At this point, I need to describe how the belt works. This belt is implemented as a FIFO ring buffer. The destination of all operations that generate a result is implicitly the back of the queue. Belt locations are referenced relative to the back of the queue. Belt location 0 is the most recently generated result. This ring buffer retains the last 15 results (0 to 14). Belt location 14 is the least recently generated result (it was first into the queue) and it will be replaced by the next result (it is the first out). Location 15 has a special value: zero. There is a balance between having useful values available, and belt depth, and I'm not sure if I've hit it.

DEC

This is just subtracting belt location 15 from some other belt location with the borrow in flag set.

INC

This is just adding belt location 15 to some other belt location with the carry in flag set.

NEG

This is just subtracting some belt location from belt location 15.

NOT

This is just NORing belt location 15 with some other belt location.

BRA

This is a conditional jump if location 15 is zero (and location 15 is hard-coded to be zero). Don't frown at my childish jokes. I did decide that SEX was unnecessary, though I could fit it in with the BCD instructions.

RET

This is a conditional jump if location 15 is zero.

Postmortem

This is a list of nice-to-haves. I will collect them here, before either deciding against them or implementing them.
I think that I have firmly decided against all of these. Changing to zero-based logic and adding a belt location is my last tweak of the ISA.

LDN

Load nybble. An instruction to compliment LDI that takes a belt location, shifts it left by four, and then uses the second argument slot of the instruction to fill in those four bits.
Given that the second argument slot is the 4 most-significant bits, it could replace those bits in the argument with those bits in the instruction. Hmm....

PICK

It will be very hard to incorporate PICK, because it is a three argument conditional operator. It is conditional, so there needs to be a belt location to query. If true, copy the first argument. If false, copy the second argument. This is a Mill conditional operation, and it needs operations like this because of how hard it is to keep the belt consistent. I'd have to drop the branch instructions for PICK. It's a tough call.
Maybe, move BRCC family into RET, and if the high bit of operation select is set, then argument 2 is sign extended into a 4-bit immediate.... The farthest that Pong branches is 12 instructions....
Looking at the CallIfWhile compiler: I have three places where BR is used for a short jump and could be replaced, and seven places where pick would actually allow more space efficient code by removing the branches (and not doing weird things with the result count).

MIN / MAX

An instruction to do this would be nice. Writing conditional code is a pain, because testing for certain conditions changes the belt.

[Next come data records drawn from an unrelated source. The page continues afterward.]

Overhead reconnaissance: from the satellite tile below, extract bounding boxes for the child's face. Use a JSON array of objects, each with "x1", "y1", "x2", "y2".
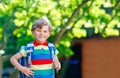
[{"x1": 32, "y1": 26, "x2": 50, "y2": 43}]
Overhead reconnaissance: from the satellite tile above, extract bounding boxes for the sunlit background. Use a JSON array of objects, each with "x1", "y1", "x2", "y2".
[{"x1": 0, "y1": 0, "x2": 120, "y2": 78}]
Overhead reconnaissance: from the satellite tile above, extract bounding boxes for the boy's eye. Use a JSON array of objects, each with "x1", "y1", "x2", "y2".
[{"x1": 44, "y1": 31, "x2": 47, "y2": 33}]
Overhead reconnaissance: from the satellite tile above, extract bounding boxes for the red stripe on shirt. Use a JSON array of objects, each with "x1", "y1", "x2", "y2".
[{"x1": 32, "y1": 59, "x2": 52, "y2": 65}]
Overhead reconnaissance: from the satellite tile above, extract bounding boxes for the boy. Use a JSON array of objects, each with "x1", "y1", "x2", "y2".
[{"x1": 10, "y1": 17, "x2": 61, "y2": 78}]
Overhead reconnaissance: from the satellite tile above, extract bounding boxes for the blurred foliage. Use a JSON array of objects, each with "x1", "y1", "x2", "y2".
[{"x1": 0, "y1": 0, "x2": 120, "y2": 69}]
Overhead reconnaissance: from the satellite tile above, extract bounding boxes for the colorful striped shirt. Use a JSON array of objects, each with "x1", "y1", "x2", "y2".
[{"x1": 20, "y1": 40, "x2": 58, "y2": 78}]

CBW or CBTW or MOVSX or EXT or SEX

The Pong game doesn't store up/down as -1/1 because it can't sign extend a byte to a word. And where it does store -1/1, it does a store followed by a load to truncate the high bits.

Rescue

Some instruction that allows me to grab multiple belt entries and retain them or rearrange them. Or, some means of limiting the impact certain ephemeral results: the destination computed for a conditional branch, or a 12-bit immediate that I'm going to immediately extend to 16 bits.

Other pie in the sky instructions:

LDS and STS

Load from and store to scratchpad. Have a 16 register "scratchpad", which are registers. They don't change constantly. Data could be "stored" in them.

Address belt

If LRA dropped on a separate belt, and RET used that belt for the destination, and I had a load/store for that belt, then I could get rid of BRCC.

The Memory Map

CPU Memory is broken into eight, 8KB banks:

0000-1FFF RAM
2000-3FFF RAM
4000-5FFF RAM
6000-7FFF RAM
8000-9FFF RAM
A000-AFFF VRAM
B000-BFFF System
C000-DFFF ROM
E000-FFFF ROM

Bank 5 is broken into two banks: a 4KB VRAM bank, and a 4KB System bank. Everything that isn't memory-mapped in the System area is backed by RAM bank FF.

There are 256, 8KB banks of RAM that can be selected. Bank FF is special and you should use it with care. There are 256, 8KB banks of ROM. If the ROM read in is less than 1 MB, then the top 1MB of ROM space is RAM. There are 256, 4KB banks of VRAM. When the system starts, all bank registers are zero, so the machine looks as though it has 8KB of RAM mirrored 5 times, 4KB of VRAM, 4KB of System area, and 8KB of ROM mirrored twice.

The System Area

TODO: put in things as I implement them, aiming to document Emu3.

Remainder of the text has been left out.